Notes on a crisis: why the music could be noisy
Almost all global pension investors expect post-COVID financial markets to follow a ‘W’ path or play an accordion-like tune, a new survey has found. Whatever the shape of the future, it will not be smooth.
The study, by UK-based research firm Create, shows almost half of the respondents projected a W-shaped recovery ahead while 36 per cent forecast an accordion future featuring “a series of mini bull markets within a prolonged bear market”.
As well as a prolonged period of volatility, 90 per cent of institutional pension investors surveyed had factored in an era of asset class returns doomed to be “lower in this decade compared with the last one”, the report says.
And with central banks also likely to lose “potency” to influence markets along with rising inflation expectations (almost 80 per cent of respondents tipped a post-crisis surge), pension funds will have to pursue markedly different investment strategies in the years ahead.
The report, ‘Creating Resilient Pension Portfolios Post Covid-19’, produced in association with French investment giant Amundi Asset Management, found about 75 per cent of respondents plan to focus on private markets and “high-quality” cash flow-compounding global equities to tide them over. Furthermore, about 60 per cent will increase exposure to “thematic investing” while developing extensive forward-looking scenario-planning tools to complement more “conventional risk models”.
But if the combined fiscal and monetary emergency measures launched to combat the COVID crisis have upended long-held investment assumptions, the 2020 shock has also confirmed environmental, social and governance (ESG) strategies as mainstream, the survey found.
Over 80 per cent of respondents plan to increase ESG allocations to “cater for fat-tail, far-off risks”, the Create report says, while 61 per cent expect the approach to deliver better “risk adjusted returns”.
“The pandemic has vividly shown how physical shocks – unlike economic ones – can roil the markets and whipsaw pension portfolios in ways previously unimaginable. Investors now have a foretaste of some of the old ‘unknown unknown’ impacts of climate change and societal upheavals,” the study says.

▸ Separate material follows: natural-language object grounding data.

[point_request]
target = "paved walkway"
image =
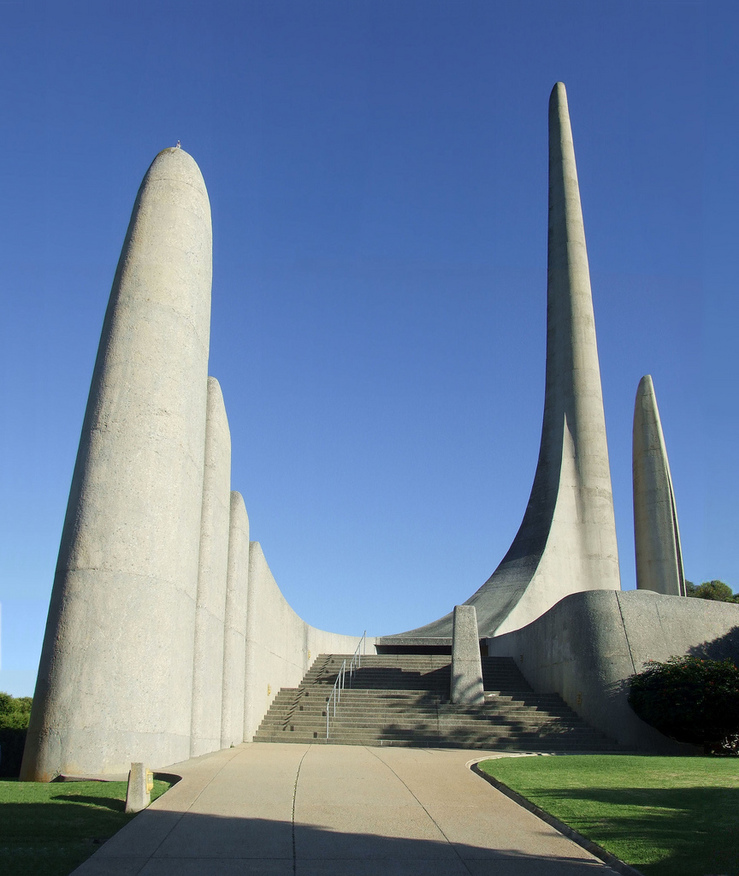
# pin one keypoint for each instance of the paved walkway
(305, 810)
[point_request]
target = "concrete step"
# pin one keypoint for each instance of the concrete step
(403, 700)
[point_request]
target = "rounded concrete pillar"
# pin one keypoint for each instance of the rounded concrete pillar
(115, 678)
(210, 612)
(659, 558)
(234, 652)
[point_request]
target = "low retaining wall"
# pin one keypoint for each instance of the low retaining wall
(586, 647)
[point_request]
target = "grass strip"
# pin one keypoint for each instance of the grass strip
(49, 829)
(665, 816)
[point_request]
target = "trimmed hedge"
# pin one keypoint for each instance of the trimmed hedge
(691, 700)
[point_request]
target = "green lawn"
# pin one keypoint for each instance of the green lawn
(48, 830)
(666, 816)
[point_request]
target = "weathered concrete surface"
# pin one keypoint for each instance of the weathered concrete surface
(138, 795)
(115, 677)
(234, 652)
(466, 676)
(210, 611)
(333, 810)
(587, 646)
(659, 558)
(280, 646)
(567, 540)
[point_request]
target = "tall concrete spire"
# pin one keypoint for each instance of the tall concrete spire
(116, 672)
(659, 558)
(567, 540)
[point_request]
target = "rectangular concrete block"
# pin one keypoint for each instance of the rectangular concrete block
(467, 686)
(138, 793)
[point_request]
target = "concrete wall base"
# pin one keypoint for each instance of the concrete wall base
(586, 647)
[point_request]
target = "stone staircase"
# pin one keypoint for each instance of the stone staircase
(403, 699)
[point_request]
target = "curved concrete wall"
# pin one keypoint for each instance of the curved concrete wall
(587, 646)
(234, 645)
(280, 646)
(210, 612)
(115, 677)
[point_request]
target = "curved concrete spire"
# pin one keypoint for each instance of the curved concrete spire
(115, 677)
(567, 540)
(659, 558)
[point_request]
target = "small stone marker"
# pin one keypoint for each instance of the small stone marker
(138, 795)
(467, 686)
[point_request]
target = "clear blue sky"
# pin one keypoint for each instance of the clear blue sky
(377, 175)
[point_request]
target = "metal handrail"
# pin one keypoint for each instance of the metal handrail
(335, 696)
(356, 661)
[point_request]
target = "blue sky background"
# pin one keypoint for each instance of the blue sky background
(378, 180)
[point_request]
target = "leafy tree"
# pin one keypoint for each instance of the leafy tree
(714, 590)
(691, 700)
(15, 713)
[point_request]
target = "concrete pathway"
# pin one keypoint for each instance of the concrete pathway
(305, 810)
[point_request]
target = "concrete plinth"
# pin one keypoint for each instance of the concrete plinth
(138, 794)
(115, 677)
(659, 559)
(466, 681)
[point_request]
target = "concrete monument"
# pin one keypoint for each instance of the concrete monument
(659, 558)
(567, 540)
(111, 676)
(167, 634)
(144, 657)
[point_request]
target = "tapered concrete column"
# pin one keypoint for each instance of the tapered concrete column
(659, 560)
(115, 677)
(567, 540)
(210, 612)
(466, 681)
(234, 653)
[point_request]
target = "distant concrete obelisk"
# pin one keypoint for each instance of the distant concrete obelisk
(659, 558)
(567, 540)
(116, 673)
(210, 610)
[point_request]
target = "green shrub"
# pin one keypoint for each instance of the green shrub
(691, 700)
(14, 716)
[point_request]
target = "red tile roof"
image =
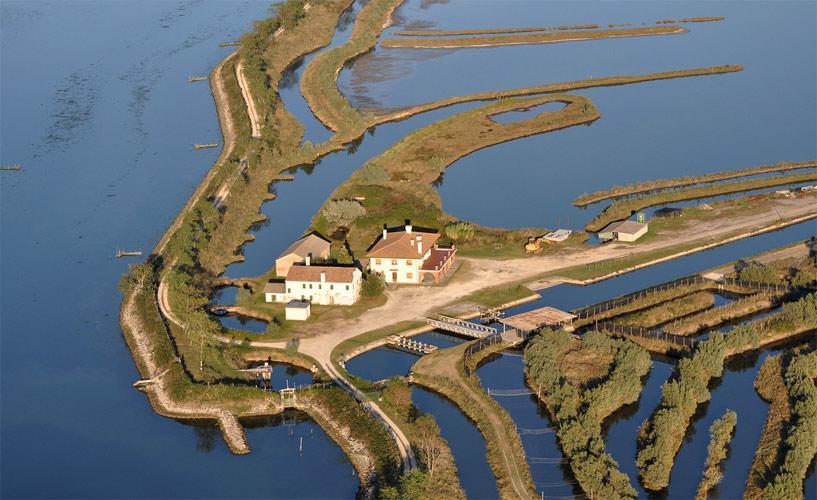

“By factoring the future into the present, environmental, social and governance funds have shone despite pronounced market volatility in March 2020. They are no longer seen as purely a bull market luxury. Their resilience owes more to stock selection than sector bets.”
Ongoing market jitters, increasing inflation (or possibly ‘stagflation’), political tilts to “wealth distribution” and central bank impotency set the scene for three possible outcomes, the report says, including: moral hazard fueled by outsize government stimulus; rising prices; and, volatility spikes due to “serious overreach” from monetary authorities.
In the post-COVID era, investing will likely be framed around a single principle dubbed “antifragility”, the Create study says, implemented via portfolio management strategies focusing on liquidity and “resilience”.
As investors seek all-weather assets, stretched total market valuations could ease.
“… asset prices are likely to reconnect with their fair value, as central banks’ role in artificially inflating asset prices and controlling volatility crosses the point of diminishing returns,” the Create report says. “Previous rounds of quantitative easing have brought forward future returns in an environment of anaemic global growth.”
As low returns bite, the study says investors will target four goals through asset classes as below:
• capital growth – global, emerging market and high-quality equities;
• income generation – infrastructure, investment grade bonds and alternative credit;
• inflation protection – equities and infrastructure; and,
• asset conservation – sovereign bonds.
Amin Rajan, Create founder, said the extraordinary financial responses during the COVID period “has found ready resonance among pension investors worldwide, as they survey the carnage inflicted on their balance sheets by the devastating coronavirus crisis”.
“But, alas, the matter does not end there,” Rajan says. “While welcoming the immediate and unprecedented stimulus by central banks and their governments in all the key economies, there is now ample recognition that it comes with downside risks that are too big to ignore.”
The 2020 Create survey, tapping the views 158 pension fund respondents from 17 jurisdictions representing about €1.96 trillion of assets, is the next instalment in an annual series dating back to 2014.